Understanding the statistical function "expinv"

Hi everyone,
I am pretty new to the community and I might need your help to understand the behaviour of a new octave function vs his original behaviour in matlab.

I was on my trial licence using the built-in expinv function from matlab and everything was working fine. I used it the following way:

p = 99 %percentile I aim for
mu = ema(data,20) %My mean of the distribution
expinv(p, mu)

I then had to change my licence and drop the Statistics Toolbox. I hence downloaded the expinv function from Octave (Function Reference: expinv) and I got different values and results and I don’t understand why.

The dataset I use is mainly (but not strictly) between [0;1]. While digging through the code of the octave expinv, I realised that it does not accept values <0 or >1 which is probably related to the exponential cumulative distribution function.

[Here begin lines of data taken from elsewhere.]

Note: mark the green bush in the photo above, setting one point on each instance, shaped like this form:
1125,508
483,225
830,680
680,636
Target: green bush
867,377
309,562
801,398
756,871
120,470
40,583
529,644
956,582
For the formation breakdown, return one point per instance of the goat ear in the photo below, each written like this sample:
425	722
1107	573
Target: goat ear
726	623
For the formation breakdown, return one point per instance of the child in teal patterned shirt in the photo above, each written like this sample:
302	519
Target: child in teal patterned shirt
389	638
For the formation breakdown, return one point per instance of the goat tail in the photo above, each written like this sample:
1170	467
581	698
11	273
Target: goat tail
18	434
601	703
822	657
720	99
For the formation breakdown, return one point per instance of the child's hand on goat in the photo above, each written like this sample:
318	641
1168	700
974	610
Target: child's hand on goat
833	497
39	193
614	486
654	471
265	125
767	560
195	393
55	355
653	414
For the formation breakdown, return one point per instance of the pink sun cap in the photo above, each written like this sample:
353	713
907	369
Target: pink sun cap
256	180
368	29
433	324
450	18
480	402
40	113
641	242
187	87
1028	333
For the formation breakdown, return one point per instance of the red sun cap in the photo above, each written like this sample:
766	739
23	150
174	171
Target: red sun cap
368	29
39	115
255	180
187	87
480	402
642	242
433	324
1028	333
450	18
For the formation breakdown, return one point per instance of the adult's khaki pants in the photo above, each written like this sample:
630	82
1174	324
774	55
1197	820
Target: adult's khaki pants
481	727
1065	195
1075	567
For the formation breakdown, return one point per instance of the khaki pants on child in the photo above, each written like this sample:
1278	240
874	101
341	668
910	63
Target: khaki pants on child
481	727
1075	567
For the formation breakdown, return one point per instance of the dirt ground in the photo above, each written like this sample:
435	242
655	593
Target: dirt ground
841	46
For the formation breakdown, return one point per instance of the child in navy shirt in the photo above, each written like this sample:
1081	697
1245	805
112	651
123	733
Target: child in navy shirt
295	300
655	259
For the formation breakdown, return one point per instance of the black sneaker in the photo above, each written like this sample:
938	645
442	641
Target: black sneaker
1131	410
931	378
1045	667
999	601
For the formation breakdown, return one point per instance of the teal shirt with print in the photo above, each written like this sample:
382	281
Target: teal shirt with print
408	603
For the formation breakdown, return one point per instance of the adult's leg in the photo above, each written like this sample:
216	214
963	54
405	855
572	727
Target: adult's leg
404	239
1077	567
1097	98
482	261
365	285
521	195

However, I am just looking for a way to fit an exponential distribution to my data and get back, for any value in my data, the value of the Xth percentile and I don’t understand why I would not be able to do that on a distribution with values higher than 1. I am also not sure this new expinv is now doing what I want or if I should find another to do it.

Thanks for the help!

Did you cherry-pick a specific function from the Octave statistics package for use within Matlab? There’s no guarantee of mutual consistency if you do that.

The expinv function inverts the CDF, which by definition is in the [0 1] range, so any inputs for expinv outside the [0 1] domain will stay at the default value of NaN. You should normalize it before calling expinv.